«Non au glyphosate»: Amédée Boucher passe le message… à vélo

Cet été, Amédée Boucher a l’intention de parcourir la Péninsule acadienne à vélo. Ce résidant de Bertrand, près de Caraquet, a commencé son tour il y a quelques semaines. Rien de touristique dans sa démarche! Il veut sensibiliser la population aux dangers du glyphosate, l’herbicide le plus utilisé au monde.

«Je passe de maison en maison, je discute avec les gens et je fais signer à ceux qui veulent une pétition.»

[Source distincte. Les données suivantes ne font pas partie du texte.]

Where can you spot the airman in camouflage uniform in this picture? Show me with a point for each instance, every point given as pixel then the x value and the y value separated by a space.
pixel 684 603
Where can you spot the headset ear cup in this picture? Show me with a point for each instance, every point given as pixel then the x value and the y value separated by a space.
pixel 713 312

Il a, à ce jour, recueilli 1600 signatures de personnes domiciliées à Saint-Léolin, Bertrand, Paquetville ou Notre-Dame-des-Érables. Bas-Caraquet et Pokesudie sont ses prochaines étapes. Amédée Boucher affirme recevoir un bon accueil du monde qu’il sollicite.

«Quand je leur explique les dangers de ce poison pour notre santé et qu’il est la cause de bon nombre de cancers, ça leur parle. Ils ont tous dans leur entourage un proche qui est touché par cette maladie. Des fois, c’est même eux qui se battent contre le cancer.»

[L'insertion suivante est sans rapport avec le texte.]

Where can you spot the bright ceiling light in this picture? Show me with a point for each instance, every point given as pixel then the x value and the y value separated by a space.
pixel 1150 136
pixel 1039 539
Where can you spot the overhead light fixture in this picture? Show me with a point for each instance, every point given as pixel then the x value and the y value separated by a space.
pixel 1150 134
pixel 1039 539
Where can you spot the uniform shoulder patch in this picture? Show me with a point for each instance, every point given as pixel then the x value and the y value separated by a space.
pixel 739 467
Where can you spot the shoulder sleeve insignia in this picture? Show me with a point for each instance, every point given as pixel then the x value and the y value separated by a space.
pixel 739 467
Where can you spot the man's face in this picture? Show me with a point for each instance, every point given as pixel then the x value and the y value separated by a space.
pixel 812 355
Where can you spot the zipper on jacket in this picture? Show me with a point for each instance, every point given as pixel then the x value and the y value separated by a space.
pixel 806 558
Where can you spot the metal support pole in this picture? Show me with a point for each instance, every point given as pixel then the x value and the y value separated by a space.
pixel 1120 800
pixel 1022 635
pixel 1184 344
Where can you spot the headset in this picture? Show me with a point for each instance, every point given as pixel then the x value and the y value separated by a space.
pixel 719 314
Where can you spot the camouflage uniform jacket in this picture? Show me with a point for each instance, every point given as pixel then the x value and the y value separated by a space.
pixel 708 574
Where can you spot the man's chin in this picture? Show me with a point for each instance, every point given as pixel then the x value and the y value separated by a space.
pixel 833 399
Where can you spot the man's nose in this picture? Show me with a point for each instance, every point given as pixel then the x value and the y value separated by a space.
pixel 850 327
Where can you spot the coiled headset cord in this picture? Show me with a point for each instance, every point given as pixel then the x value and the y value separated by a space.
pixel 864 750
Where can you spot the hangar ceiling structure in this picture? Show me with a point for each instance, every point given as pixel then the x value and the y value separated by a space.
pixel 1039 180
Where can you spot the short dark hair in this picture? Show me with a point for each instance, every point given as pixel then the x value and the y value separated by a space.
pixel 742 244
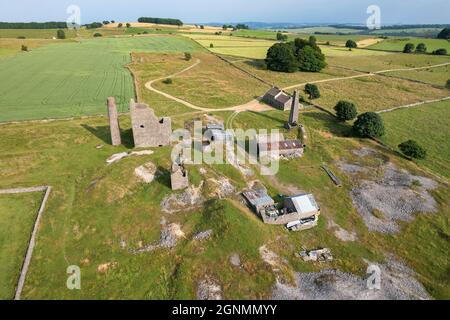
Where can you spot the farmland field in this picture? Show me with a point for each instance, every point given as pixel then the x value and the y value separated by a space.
pixel 34 33
pixel 397 44
pixel 415 123
pixel 17 215
pixel 74 79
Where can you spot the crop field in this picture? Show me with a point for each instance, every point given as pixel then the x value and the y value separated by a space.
pixel 430 126
pixel 397 44
pixel 376 93
pixel 34 33
pixel 17 216
pixel 388 61
pixel 74 79
pixel 214 83
pixel 435 76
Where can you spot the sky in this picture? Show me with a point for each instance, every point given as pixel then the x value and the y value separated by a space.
pixel 204 11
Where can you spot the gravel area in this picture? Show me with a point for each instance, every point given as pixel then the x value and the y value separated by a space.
pixel 397 283
pixel 397 196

L’activiste pacifique n’en est pas à son coup d’essai. En 2016 déjà, il avait organisé plusieurs actions, dont des marches, et fait circuler une première pétition. Elle avait récolté 5500 paraphes. Début décembre, il l’avait envoyée à Fredericton.

«Le gouvernement m’a répondu, par courrier, qu’il se basait sur les recommandations de Santé Canada qui ne classait pas le glyphosate dans les produits cancérigènes et qu’il n’estimait pas urgent de voter une loi pour l’interdire», se désole-t-il.

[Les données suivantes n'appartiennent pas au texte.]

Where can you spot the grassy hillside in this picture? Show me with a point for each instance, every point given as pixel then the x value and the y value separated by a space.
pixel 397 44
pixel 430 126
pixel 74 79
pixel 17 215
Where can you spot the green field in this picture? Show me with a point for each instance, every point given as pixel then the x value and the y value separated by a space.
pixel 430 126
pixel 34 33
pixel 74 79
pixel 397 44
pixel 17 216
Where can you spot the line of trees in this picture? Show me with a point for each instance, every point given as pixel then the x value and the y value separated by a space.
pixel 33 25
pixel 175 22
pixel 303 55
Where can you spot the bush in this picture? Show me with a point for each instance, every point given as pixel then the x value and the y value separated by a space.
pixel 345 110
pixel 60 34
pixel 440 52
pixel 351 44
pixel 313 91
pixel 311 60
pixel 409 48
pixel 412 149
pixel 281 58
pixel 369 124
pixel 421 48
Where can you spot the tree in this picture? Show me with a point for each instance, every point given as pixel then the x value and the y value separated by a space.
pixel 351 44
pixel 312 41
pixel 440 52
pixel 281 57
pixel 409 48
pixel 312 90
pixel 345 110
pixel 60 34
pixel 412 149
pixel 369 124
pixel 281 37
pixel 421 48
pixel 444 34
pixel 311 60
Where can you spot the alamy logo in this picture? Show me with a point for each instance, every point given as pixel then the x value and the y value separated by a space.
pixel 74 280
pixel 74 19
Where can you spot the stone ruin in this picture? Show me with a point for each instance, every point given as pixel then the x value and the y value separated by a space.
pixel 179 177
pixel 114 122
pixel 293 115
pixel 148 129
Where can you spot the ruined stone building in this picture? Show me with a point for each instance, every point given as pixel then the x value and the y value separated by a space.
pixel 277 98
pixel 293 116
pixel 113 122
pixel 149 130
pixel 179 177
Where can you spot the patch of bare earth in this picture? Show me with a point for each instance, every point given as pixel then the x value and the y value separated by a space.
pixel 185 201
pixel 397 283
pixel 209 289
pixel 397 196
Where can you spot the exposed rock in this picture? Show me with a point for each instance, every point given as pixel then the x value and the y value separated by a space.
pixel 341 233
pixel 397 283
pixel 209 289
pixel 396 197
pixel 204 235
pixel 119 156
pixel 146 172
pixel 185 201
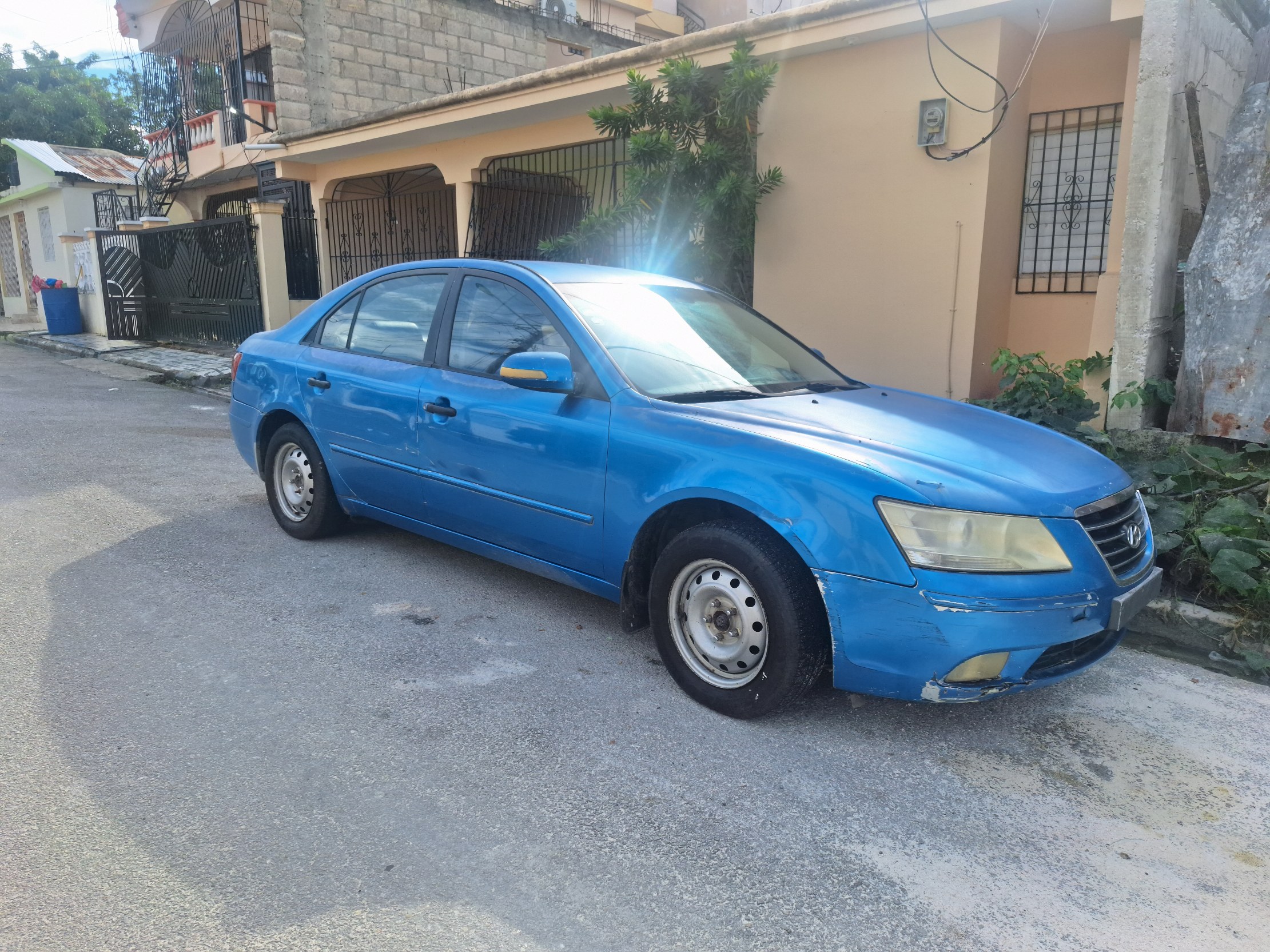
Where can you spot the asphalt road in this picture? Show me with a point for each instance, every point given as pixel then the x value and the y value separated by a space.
pixel 214 736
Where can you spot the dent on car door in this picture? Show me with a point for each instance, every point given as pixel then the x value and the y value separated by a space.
pixel 517 468
pixel 361 380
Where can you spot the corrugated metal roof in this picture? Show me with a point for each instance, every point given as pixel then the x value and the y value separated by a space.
pixel 102 165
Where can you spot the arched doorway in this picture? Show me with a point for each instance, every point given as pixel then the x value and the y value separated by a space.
pixel 392 218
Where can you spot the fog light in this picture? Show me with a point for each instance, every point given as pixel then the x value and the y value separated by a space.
pixel 981 668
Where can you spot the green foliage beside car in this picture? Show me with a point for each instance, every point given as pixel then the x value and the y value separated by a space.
pixel 1211 513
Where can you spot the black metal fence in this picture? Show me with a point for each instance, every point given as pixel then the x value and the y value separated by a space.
pixel 110 209
pixel 404 216
pixel 193 284
pixel 1072 158
pixel 525 200
pixel 558 10
pixel 299 230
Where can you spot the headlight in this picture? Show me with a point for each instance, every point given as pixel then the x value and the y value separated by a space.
pixel 974 543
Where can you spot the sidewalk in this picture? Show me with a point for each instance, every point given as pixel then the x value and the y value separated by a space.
pixel 206 372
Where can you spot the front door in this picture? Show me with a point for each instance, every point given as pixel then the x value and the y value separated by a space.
pixel 520 469
pixel 19 222
pixel 361 377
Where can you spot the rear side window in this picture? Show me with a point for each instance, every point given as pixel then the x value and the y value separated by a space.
pixel 493 321
pixel 335 332
pixel 397 315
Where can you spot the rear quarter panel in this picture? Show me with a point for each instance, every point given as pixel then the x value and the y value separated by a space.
pixel 266 381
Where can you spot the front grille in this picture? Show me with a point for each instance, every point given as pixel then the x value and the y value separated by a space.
pixel 1060 659
pixel 1118 526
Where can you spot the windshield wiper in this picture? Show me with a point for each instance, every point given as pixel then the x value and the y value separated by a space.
pixel 705 396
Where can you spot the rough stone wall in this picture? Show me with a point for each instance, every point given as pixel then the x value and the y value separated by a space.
pixel 1183 41
pixel 336 60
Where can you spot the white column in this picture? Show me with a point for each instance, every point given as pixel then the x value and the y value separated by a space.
pixel 271 259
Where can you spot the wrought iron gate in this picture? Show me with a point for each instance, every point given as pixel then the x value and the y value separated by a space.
pixel 191 282
pixel 299 230
pixel 404 216
pixel 524 200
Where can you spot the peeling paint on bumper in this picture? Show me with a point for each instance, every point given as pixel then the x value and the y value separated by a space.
pixel 902 642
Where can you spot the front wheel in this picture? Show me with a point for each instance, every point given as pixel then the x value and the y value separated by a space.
pixel 300 493
pixel 737 619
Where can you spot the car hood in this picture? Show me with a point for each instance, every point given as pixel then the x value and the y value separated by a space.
pixel 945 452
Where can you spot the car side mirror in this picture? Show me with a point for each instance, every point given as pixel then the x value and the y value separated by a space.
pixel 539 370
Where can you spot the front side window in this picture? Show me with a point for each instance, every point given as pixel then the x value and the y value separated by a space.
pixel 395 316
pixel 335 332
pixel 493 321
pixel 1072 157
pixel 691 344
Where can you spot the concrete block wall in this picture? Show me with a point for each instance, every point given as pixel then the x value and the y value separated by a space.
pixel 336 60
pixel 1183 41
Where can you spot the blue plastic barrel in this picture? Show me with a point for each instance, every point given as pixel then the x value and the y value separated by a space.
pixel 61 310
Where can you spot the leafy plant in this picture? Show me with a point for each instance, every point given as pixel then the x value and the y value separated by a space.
pixel 1211 515
pixel 692 186
pixel 1153 391
pixel 51 99
pixel 1033 389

Pour lui, l’heure est grave. L’utilisation de cet herbicide engendre «un génocide humain, un génocide de la nature et un génocide des écosystèmes organisés par les multinationales».

«On n’a pas le choix de bannir le glyphosate. On ne peut pas faire comme si on n’était pas au courant. La Californie, aux États-Unis, vient de le classer parmi les éléments potentiellement cancérigène. Ce n’est pas un petit état la Californie», met en exergue Amédée Boucher.

Il en appelle à la responsabilité de chacun.

«Un jugement de la Cour suprême a réaffirmé que l’interdiction des pesticides résultait de la compétence des provinces et des municipalités. On n’a pas besoin de se fier aux avis de Santé Canada.»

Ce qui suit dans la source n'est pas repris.